Barnes on 2 Thessalonians 3:3

Though human beings cannot be trusted, God is faithful to his promises and his purposes. He may always be confided in; and when people are unbelieving, perverse, unkind, and disposed to do us wrong, we may go to him, and we shall always find in him one in whom we may confide. This is an exceedingly interesting declaration, and is a beautiful illustration of the resource which a truly pious mind will feel that it has. We often have occasion to know, to our sorrow, that “all men have not faith.” We witness their infidelity. We see how they turn away from the truth. We see many who once gave some evidence that they had “faith,” abandon it all; and we see many in the church who seem to have no true faith, and who refuse to lend their aid in promoting the cause of religion. In such circumstances, the heart is disposed to despond, and to ask whether religion can be advanced in the midst of so much indifference and opposition? At such times, how consoling is it to be able to turn, as Paul did, to one who is faithful; who never fails us; and who will certainly accomplish his benevolent purposes. Men may be faithless and false, but God never is. They may refuse to embrace the gospel, and set themselves against it, but God will not abandon His great purposes. Many who are in the church may forget their solemn and sacred vows, and may show no fidelity to the cause of their Saviour, but God himself will never abandon that cause. To a pious mind it affords unspeakably more consolation to reflect that a faithful God is the friend of the cause which we love, than it would were all men, in and out of the church, its friends.

AlbertBarnes

God is faithful over Edward and BTM. 2/24/2022.

jj

Dear Edward, I still pray for you every time I get the chance.

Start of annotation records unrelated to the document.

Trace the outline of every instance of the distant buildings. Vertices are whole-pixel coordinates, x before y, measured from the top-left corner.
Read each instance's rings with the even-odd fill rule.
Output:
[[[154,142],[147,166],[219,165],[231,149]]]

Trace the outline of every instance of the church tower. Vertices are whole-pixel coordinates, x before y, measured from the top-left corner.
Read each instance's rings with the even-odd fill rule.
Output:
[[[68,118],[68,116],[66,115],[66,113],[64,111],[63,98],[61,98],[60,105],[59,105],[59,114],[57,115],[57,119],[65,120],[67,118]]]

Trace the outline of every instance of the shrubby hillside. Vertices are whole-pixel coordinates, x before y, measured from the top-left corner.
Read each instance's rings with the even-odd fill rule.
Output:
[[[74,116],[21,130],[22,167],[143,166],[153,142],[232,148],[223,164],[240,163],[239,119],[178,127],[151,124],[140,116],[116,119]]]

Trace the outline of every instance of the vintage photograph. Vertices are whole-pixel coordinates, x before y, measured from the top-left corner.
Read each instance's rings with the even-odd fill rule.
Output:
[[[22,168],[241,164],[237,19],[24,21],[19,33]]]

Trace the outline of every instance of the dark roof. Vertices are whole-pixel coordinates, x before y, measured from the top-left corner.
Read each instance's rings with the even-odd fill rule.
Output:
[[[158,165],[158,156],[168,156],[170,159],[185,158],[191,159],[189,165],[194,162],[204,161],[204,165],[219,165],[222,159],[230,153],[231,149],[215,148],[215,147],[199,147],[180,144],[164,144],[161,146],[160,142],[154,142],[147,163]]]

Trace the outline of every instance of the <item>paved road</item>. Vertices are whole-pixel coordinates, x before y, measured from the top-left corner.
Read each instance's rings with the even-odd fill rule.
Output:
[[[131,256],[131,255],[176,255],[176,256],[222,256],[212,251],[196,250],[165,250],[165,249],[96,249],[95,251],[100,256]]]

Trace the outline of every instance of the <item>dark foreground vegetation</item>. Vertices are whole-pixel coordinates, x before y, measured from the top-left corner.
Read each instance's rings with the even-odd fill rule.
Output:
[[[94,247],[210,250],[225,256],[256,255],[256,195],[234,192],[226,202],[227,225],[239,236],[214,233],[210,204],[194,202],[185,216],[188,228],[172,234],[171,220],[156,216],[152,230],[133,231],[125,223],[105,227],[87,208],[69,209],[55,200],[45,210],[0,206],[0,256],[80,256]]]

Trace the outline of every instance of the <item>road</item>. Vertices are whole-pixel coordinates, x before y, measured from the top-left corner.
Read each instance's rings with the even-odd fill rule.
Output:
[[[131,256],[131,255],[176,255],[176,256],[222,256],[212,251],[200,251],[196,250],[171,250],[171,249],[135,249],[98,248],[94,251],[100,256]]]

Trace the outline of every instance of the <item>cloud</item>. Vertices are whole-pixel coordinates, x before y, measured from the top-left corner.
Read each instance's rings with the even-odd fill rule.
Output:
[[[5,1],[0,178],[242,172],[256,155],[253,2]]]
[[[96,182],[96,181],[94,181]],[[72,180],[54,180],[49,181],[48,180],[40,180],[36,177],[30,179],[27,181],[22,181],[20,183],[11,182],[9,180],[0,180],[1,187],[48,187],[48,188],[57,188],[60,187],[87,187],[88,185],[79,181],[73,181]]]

I would say I do so every day but I miss days of prayer. I’m human. So human, actually, because whenever I remember you in my prayers, tears surface. I miss our friendship and the fun memories we shared our first year. But these tears have gone far beyond sorrow of old friendship. I long for your salvation. The thought of knowing someone I still love so dearly spending eternity in torment and separation from a merciful God pangs my heart. I simply don’t know what to do with that thought. What would you do? For me, I could only come to pray. I’ll get distracted, lose vitality, or even put something before my prayer life, but there is an unceasing anguish in my soul for your salvation. The pain is so much whenever I think of you. I can feel my heart beat. It pervades all my thoughts and emotions. I’ve dreamt of seeing you again. I don’t know how I’ll actually respond when that time comes. When I see you again, will it be when you’re an enemy of the cross or will it be when you’ve returned to the Father as the prodigal son? I really don’t know, but I hope it’s the latter. No, it must be. God will do it one day. Until then, I’ll be on the porch overlooking the horizon with Father God waiting upon your return. Come home, Edward. Come home.